Or just use this handy node package. I used it to auto like 22,000 people in LA, and went on dates for 9 days in a row. Let's just say I'm a bit exhausted.
I've been looking into packet tracing some mobile games that operate entirely online. I'm sure the mobile space is packed to the brim with unrestricted APIs... Thanks for the motivation/tips.
I don't think it's an "unrestricted" API if it uses https and you have to intercept and extract an auth token from a valid session. But I get what you mean -- it is fun to look under the covers and see how the big companies do things.
Yeah, I agree. MITM attacking your own auth token is not a great example of an "unrestricted" API. I'm thinking more POST requests to games where you can edit resources, change high score, etc. The kind of stuff you used to see all the time on web games, before popularity increased to the point where the developers had to take care of it.

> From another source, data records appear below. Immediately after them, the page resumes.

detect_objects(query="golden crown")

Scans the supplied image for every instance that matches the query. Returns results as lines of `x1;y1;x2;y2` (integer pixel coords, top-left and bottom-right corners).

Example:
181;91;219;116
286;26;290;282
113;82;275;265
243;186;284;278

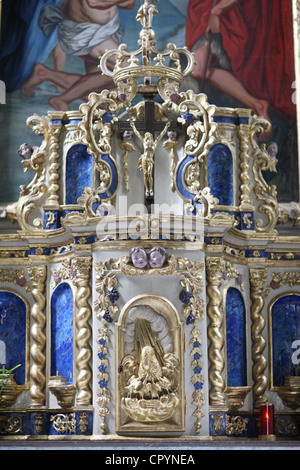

I'd just imagine developers are a lot less wary about security holes because they assume that their client is "just" a smartphone and not a rooted packet sniffer.
You can combine with an Android emulator (to spoof GPS location), and a fake facebook to be literally anybody, anywhere, and see who likes you. While it's certainly not the intended use of the app, A/B testing your appearance to different regions is not out of the question.
By pinning the cert, the inspection of the protocol wouldn't have been possible the first place, since the app would reject fiddler's SSL cert. The tinder APK would only contain the information needed to verify the cert, not generate a valid one. If this wasn't the case, SSL would be useless.
Then you crack the app and bypass the auth check. App continues to talk to server, you continue to document the api. Or hook a debugger into the app and watch what network calls it makes. The only real solution would be to do sanity checks on the server.